The most moving experience happened late one night, about 10 minutes before we closed. A young guy (22-ish?) walked in and asked if we were still accepting buys. I said we weren’t. He persisted politely but desperately. “My girlfriend’s out in the car, she’ll bring it in and we won’t keep you long, please?” He seemed so nice. I hesitated for a moment but agreed.
He went to fetch his girlfriend and I glimpsed outside at their car. It was sort of run-down and filled to the brim with boxes and storage containers. They entered the store together carrying a bag each. She thanked me for keeping the store open for them. She was young too, and pretty. Soft-spoken but not timid. They both looked exhausted and stood quietly at the counter while I worked.
I looked through her bag of clothes first. A bunch of nice jeans. Some cute flats. Shirts, all kinds. A slew of really cute sundresses. As I was sorting through it all, I noticed that something seemed off. There were too many nice, random things. There was no pattern.
She was selling her entire wardrobe.
I pulled a striped, summer-y dress from the bag and heard her draw a quick breath. “Aw, that’s the one I wore that day we drove to the beach, remember?” I looked up. She was teary-eyed and sniffling.
“Do you want to keep it?” I asked. “It’s a bit more worn than the others, I couldn’t give you much for it anyway …” She smiled a bit and said yes, she’d like to keep that one after all.
And then her boyfriend, in the the most tear-jerkingly romantic moment I’ve ever witnessed in real life, wrapped his arms around her, kissed her forehead, and whispered just loud enough for me to hear: “You and I are going to have so many beautiful things one day. I promise.”
(I know you weren’t there and can’t know how in love they looked, but I assure you they were. She was sad about selling all of her clothes, but she was not being coerced into it.)
His bag was next. Unfortunately, even with a generously lax eye, I couldn’t accept much of it. “I can take a pair of jeans and all of the American Apparel V-necks,” I said.
“Oh good, you can take those T-shirts?? What about this one?” He pointed to himself, to the V-neck he was wearing, and started to take it off. She stopped him and pointed out that it had a small tear at the bottom. “Oh.” He shrugged.
I don’t know why they were selling everything, but I got the impression they were going somewhere — or getting away from something. I heard her whisper a hope that there’d be money left for food after filling up the gas tank.

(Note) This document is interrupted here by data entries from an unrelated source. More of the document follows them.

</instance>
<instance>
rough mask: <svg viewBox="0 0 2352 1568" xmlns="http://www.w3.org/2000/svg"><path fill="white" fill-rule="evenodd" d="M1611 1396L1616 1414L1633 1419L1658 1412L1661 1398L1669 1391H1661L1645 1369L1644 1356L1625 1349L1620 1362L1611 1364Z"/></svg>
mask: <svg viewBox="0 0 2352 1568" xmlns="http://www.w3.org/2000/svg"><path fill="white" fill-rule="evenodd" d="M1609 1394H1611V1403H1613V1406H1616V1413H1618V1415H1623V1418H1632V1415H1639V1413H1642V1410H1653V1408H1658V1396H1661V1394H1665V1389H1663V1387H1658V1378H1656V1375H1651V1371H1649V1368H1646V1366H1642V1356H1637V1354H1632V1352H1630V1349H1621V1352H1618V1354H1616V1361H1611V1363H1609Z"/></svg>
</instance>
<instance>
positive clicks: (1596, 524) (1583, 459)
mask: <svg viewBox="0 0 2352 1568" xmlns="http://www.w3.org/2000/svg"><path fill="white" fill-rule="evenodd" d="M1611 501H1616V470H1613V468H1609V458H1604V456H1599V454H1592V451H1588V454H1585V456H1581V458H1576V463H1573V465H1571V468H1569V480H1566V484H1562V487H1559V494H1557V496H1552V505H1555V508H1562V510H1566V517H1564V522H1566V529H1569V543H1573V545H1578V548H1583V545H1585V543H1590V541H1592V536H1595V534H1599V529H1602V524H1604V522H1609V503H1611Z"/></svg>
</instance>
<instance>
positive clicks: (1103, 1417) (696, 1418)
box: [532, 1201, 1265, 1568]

I cried while I closed up the store that night. I cried again later when I told Zach about it. I couldn’t get that couple out of my head. (I even wrote a song about it.) Under different circumstances, say if I’d been financially or emotionally stable, I’d have felt pity for them. But in a way, I’m glad I wasn't and that I didn’t. It wasn't pity. I saw a lot of myself in their tired eyes. I hope everything turned out okay for them in the end.
That store gave me so many things: laughter, friendships with great co-workers, absurd stories. It taught me how to stick up for myself, how to handle confrontation, how to talk comfortably with strangers about unusual topics. It demonstrated that, despite all the ways people are different, we sure do have a lot in common. Even if it IS just our dirty clothes.